Leslie Ballas: I was interested in the translational work and the T-cell receptor expansion contraction that you guys reported. I'm wondering if you're seeing that same connection between immune stimulation that you report here with the other baskets and other disease sites that have been studied on the EXTEND platform. I know you guys have looked at breast, pancreas, obviously the two different prostate cancer patient populations.
What are you sort of seeing?

Bilal Siddiqui: We have seen actually different relationships between the immunological changes and outcomes, which actually potentially do seem to support the role for systemic immune activation linked to clinical outcomes. For example, whereas in the breast cohort, we actually did not see these changes and did not see as much of a clinical benefit. By contrast, in the pancreatic basket, Dr. Sherry and Dr. Tang's work did which certainly would point toward a contribution of systemic T-cell activation to these outcomes. Of course, these are hypothesis-generating studies that require mechanistic validation.

Leslie Ballas: And I guess my final question for you guys is obviously your study shows the benefit of MDT to up to five sites of disease. Do you think it would show benefit if it were that there were seven sites of disease? What is the upper limit of the MDT possibilities?

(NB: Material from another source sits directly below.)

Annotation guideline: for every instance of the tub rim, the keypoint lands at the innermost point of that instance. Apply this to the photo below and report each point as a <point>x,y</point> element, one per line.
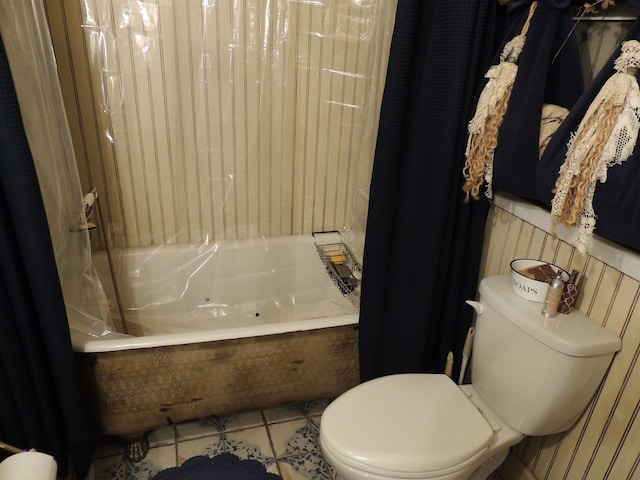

Alexander Sherry: I think that the clinical benefit has to be weighed not only against the feasibility of doing SBRT to those disease sites but also what we think the burden of micrometastatic disease is in certain patient populations. And I think as you see more evidence of gross allegiance on imaging, and this may be influenced, as we mentioned earlier, by more sensitive imaging assessments like PSMA PET scan, there may be a greater likelihood of micrometastatic disease for which even MDT to comprehensively treat all gross disease may not render as much of a benefit.

I think we need better markers than strictly lesion counting as well to define the oligometastatic disease state, and there are lots of different groups working on this, whether that's in terms of certain mutational genetic risk signatures or looking at other measures of potential micrometastatic disease burden in conjunction with PSA such as circulating tumor DNA. But I think our understanding and, really, definition of oligometastatic disease, as we progressed in our understanding of the biology, will better inform which patients would be most likely to benefit from a local therapy-based strategy as compared to systemic intensification or systemic de-intensification.

Leslie Ballas: Great. Well, that's all I really wanted to cover. I can't thank you enough for joining me today to talk about this important and exciting study. Thank you.

Alexander Sherry: Happy to be here, and thank you again for your time.

Bilal Siddiqui: Really appreciate the invitation.